Now at the Molecular Level
One of the most powerful evidences for evolution are the similarities between species. The reason why the similarities are such powerful evidence is that a great variety of designs are possible. A wise designer certainly would make use of this great variety of possible designs but common descent is restricted to whatever is available. Consider, for example, the pentadactyl structure—five digits (four fingers and a thumb for humans) at the end of the limb structure—which is found throughout the tetrapods. The activities of this massive group of fauna include flying, grasping, climbing and crawling. Such diverse activities, evolutionists reason, should require diverse limbs. There seems to be no reason why all should need a five digit limb. Why not three digits for some, eight for others, 13 for some others, and so forth? And yet they all are endowed with five digits. Their shapes and sizes vary greatly, but nonetheless there are five digits. Obviously the pentadactyl structure must be an artefact of common descent—a suboptimal design that was handed down from a common ancestor rather than specifically designed for each species. A key premise of this argument is that a tremendous variety of designs is possible.
One problem with this argument, however, is that many of the similarities between species do not fall into the hypothetical evolutionary pattern. In these cases evolutionists must say that the similarities evolved independently rather than by common descent, via a process they call convergent evolution. But if a tremendous variety of designs is possible, then why would the random, unguided process of evolution just happen to find the same design so often?
Evolutionists explain this by appealing to natural selection, but in doing so they demonstrate that common descent is not necessary to explain these similarities. In other words, they need not be an artefact of common descent.
Years ago this problem was not critical as convergent evolution seemed limited. But since then, in the inexorable march of science, the cases of convergent evolution have skyrocketed. And even evolutionists are now agreeing that it will only become worse.
The latest example is the independent evolution of echolocation in mammals such as bats and whales. Such convergence has been known for some time now, but now it is observed at the molecular level as well. As the paper
explains, “convergence is not a rare process restricted to several loci but is instead widespread”.
As one evolutionist
admitted, “These results imply that convergent molecular evolution is much more widespread than previously recognized”. And another
admitted that the results are astonishing:
We had expected to find identical changes in maybe a dozen or so genes but to see nearly 200 is incredible. We know natural selection is a potent driver of gene sequence evolution, but identifying so many examples where it produces nearly identical results in the genetic sequences of totally unrelated animals is astonishing.

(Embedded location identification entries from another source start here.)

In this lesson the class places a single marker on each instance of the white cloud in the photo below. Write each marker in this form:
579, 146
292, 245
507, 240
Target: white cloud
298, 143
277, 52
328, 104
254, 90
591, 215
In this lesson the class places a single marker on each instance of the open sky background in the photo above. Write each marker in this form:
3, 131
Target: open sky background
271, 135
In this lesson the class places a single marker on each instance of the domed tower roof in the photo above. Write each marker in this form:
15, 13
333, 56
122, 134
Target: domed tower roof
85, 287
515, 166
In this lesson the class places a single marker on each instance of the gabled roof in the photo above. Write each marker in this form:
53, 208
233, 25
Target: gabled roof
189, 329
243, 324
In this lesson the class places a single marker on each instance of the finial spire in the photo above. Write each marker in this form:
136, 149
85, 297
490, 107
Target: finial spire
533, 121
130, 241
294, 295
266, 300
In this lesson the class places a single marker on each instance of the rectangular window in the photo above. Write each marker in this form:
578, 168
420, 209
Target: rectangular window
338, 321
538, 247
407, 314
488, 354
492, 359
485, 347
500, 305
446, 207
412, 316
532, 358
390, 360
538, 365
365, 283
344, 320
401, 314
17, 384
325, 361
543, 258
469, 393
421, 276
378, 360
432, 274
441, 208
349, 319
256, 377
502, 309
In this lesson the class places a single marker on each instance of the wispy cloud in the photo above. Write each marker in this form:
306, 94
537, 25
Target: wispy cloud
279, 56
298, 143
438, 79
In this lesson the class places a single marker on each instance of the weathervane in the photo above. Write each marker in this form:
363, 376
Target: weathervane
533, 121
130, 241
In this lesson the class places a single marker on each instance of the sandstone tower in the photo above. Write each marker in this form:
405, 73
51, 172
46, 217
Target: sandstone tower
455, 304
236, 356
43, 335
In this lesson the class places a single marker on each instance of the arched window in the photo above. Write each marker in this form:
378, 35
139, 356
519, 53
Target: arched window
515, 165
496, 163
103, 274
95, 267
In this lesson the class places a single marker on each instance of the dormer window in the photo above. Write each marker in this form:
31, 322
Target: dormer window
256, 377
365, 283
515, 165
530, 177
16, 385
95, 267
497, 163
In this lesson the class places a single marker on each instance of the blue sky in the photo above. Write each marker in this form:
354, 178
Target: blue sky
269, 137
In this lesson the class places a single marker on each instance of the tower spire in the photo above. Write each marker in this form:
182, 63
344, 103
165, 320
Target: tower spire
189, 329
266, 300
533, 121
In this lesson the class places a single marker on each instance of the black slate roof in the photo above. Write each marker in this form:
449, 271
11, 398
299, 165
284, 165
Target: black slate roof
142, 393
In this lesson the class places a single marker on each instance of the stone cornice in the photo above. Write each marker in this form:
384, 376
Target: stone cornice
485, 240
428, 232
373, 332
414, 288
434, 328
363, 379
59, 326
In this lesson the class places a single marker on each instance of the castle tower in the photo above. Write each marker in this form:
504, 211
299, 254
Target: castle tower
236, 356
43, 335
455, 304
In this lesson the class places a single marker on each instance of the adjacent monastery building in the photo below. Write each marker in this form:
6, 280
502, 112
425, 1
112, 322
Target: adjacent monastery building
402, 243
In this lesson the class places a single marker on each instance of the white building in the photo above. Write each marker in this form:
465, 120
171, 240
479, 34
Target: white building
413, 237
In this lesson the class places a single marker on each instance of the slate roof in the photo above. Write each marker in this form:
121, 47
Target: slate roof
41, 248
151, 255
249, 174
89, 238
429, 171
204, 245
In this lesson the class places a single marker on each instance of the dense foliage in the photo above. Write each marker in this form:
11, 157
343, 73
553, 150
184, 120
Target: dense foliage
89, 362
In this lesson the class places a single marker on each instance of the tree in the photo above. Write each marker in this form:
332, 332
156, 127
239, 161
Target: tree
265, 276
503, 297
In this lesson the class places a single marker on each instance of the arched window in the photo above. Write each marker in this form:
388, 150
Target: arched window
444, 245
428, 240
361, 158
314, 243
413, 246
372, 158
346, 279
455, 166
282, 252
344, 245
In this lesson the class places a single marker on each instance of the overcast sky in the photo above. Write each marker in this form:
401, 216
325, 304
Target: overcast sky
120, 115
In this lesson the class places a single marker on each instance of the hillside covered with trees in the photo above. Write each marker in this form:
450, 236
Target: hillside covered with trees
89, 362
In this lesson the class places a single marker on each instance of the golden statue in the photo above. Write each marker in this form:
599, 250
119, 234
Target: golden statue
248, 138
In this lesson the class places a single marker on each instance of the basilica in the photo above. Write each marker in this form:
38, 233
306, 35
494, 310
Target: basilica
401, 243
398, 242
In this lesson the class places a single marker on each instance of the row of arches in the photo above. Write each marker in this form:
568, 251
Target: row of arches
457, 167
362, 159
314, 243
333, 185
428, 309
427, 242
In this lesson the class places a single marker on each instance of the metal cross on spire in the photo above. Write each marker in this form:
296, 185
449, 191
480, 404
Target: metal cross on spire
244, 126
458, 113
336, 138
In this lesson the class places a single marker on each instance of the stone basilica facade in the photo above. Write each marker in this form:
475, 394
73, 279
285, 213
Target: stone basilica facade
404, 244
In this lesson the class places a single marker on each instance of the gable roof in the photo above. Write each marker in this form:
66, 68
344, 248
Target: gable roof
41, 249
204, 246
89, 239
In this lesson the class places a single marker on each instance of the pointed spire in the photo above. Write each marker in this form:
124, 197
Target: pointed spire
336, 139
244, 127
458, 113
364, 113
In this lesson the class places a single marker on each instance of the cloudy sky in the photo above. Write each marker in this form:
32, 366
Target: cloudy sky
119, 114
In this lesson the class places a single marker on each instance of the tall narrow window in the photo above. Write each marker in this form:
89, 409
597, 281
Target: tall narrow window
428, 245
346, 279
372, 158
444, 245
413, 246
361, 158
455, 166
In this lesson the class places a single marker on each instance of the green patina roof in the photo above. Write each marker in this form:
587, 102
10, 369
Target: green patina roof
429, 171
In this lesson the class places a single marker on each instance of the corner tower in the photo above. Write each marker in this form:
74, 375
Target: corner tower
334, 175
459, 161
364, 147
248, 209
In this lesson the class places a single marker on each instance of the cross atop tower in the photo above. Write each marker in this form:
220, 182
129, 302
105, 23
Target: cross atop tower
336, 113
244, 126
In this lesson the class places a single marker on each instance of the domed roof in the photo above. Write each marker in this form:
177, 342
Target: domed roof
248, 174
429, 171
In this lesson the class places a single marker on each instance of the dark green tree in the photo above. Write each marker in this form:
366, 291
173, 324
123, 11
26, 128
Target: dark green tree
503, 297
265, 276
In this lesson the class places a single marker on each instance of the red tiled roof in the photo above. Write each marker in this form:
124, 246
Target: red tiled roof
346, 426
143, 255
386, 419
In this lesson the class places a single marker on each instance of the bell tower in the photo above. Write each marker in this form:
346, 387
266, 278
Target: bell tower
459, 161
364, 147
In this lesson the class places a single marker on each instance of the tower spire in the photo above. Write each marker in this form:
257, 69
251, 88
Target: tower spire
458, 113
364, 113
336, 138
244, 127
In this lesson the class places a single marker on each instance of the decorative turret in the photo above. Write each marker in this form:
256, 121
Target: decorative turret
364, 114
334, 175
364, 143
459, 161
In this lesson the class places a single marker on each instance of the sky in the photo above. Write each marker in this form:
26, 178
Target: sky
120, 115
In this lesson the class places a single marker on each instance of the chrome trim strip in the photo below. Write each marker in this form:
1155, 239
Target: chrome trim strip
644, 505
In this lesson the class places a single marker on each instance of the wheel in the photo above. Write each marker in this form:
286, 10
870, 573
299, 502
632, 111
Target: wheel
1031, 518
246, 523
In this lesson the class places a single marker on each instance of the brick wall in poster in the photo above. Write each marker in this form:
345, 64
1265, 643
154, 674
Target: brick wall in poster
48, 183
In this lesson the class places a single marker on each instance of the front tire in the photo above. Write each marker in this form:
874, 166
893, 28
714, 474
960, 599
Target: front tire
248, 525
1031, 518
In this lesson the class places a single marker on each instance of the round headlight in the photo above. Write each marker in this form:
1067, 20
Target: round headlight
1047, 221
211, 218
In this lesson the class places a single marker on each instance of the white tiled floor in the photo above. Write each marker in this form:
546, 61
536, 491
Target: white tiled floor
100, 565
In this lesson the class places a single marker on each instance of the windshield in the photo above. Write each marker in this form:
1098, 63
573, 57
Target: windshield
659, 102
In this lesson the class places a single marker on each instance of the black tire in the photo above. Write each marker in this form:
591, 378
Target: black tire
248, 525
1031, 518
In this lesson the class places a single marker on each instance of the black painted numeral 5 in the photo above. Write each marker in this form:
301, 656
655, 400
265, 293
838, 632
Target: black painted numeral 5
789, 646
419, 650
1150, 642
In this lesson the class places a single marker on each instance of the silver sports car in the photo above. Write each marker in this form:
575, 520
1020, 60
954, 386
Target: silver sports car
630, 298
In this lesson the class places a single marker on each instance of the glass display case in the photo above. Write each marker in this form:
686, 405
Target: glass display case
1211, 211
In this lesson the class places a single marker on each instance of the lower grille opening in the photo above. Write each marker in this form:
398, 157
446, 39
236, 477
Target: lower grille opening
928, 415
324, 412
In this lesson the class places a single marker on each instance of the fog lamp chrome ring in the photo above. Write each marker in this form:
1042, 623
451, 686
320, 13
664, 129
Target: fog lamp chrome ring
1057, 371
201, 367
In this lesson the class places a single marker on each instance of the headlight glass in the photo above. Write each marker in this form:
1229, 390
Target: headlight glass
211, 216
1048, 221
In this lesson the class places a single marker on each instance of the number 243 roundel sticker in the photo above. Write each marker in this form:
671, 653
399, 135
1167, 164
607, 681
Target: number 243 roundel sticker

And that’s not all. The evolutionists were also surprised to find similar molecular patterns in many genes linked to vision. Apparently evolution is not so constrained, and not limited to working with whatever designs happen to be available, as evolutionists have so strenuously argued. As the evolutionists were forced to conclude, convergent evolution is probably “much more pervasive than previously recognized.” In fact, even the venerable pentadactyl pattern has fallen prey to convergent evolution. As one study
concluded:
Even more striking, we find strong statistical support for the re-acquisition of a pentadactyl body form from a digit-reduced ancestor. … The results of our study join a nascent body of literature showing strong statistical support for character loss, followed by evolutionary re-acquisition of complex structures associated with a generalized pentadactyl body form.
Or as one evolutionist simply put it, “The conclusion seems inescapable, and an old ‘certainty’ must be starkly reversed.”